Anisotropic flow of direct photons in Pb-Pb collisions at 2.76 TeV per nucleon

The measurement of direct photons is a unique tool for the study of early phases of ultra- relativistic nucleus-nucleus collisions. Since photons do not interact with the strong-coupling medium created in these collisions, they carry undistorted information about the system at their production time. During the hydrodynamic expansion of the fireball, pressure gradients turn inhomogeneities in the initial energy density distribution into azimuthal anisotropies in the produced particle spectra. Recent hydrodynamic calculations predict a substantial portion of direct photons from early phases of the collision, where the anisotropic flow has not fully devel- oped. Thus, the direct-photon azimuthal anisotropy is generally expected to be small compared to the anisotropy of hadrons.
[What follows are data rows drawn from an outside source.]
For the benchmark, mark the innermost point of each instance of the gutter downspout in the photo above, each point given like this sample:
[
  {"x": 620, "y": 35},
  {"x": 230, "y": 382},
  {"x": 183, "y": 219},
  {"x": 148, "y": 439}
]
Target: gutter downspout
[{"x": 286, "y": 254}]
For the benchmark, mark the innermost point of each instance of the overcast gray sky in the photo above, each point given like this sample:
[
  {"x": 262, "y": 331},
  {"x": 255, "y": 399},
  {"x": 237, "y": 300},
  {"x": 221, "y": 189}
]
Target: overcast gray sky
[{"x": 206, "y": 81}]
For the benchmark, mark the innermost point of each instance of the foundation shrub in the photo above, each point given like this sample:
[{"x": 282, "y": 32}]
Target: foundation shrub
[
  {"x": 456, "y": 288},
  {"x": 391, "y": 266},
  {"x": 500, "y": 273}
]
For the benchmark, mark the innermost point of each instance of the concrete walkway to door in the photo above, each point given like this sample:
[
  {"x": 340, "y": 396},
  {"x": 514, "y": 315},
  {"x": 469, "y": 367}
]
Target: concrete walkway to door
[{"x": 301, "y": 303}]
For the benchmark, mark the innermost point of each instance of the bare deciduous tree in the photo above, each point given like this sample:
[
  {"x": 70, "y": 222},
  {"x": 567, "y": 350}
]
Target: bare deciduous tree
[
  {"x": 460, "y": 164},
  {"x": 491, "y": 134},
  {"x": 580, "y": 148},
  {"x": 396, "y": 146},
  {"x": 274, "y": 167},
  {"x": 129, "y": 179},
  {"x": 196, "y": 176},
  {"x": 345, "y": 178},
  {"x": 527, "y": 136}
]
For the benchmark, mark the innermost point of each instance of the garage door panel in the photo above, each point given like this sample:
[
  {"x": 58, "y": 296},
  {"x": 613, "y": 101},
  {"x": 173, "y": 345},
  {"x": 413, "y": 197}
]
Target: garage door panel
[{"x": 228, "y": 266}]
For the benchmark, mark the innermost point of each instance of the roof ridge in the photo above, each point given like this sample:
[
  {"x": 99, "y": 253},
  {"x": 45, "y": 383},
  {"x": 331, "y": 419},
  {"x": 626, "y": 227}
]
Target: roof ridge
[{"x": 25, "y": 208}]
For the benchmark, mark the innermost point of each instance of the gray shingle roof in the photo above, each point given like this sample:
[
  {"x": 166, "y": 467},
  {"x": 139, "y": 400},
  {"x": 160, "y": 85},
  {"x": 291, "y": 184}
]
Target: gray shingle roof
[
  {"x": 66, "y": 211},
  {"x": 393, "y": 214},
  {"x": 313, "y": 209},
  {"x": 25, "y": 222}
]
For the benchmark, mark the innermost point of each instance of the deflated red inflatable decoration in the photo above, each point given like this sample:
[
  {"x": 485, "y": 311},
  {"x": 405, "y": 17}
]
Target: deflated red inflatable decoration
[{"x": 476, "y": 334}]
However, measurements by the PHENIX experiment at RHIC revealed a direct-photon anisotropic flow with a magnitude similar to that for pions. This thesis presents the first measurement of the direct-photon anisotropic flow in Pb-Pb collisions at a center-of-mass energy of 2.76TeV per nucleon at the LHC. In particular, its dependence on the collision centrality and the triangular component were measured for the first time. Photons were measured by their conversion in the ALICE detector material. Background contributions of photons from hadron decays were determined in a cocktail simulation and subtracted. The results provide evidence for a hadron-like direct-photon anisotropic flow and are thus qualitatively consistent with the observations at RHIC. These findings challenge our present theoretical understanding of the time evolution of heavy-ion collisions and might indicate a significantly enhanced direct-photon emission from late stages of the system evolution.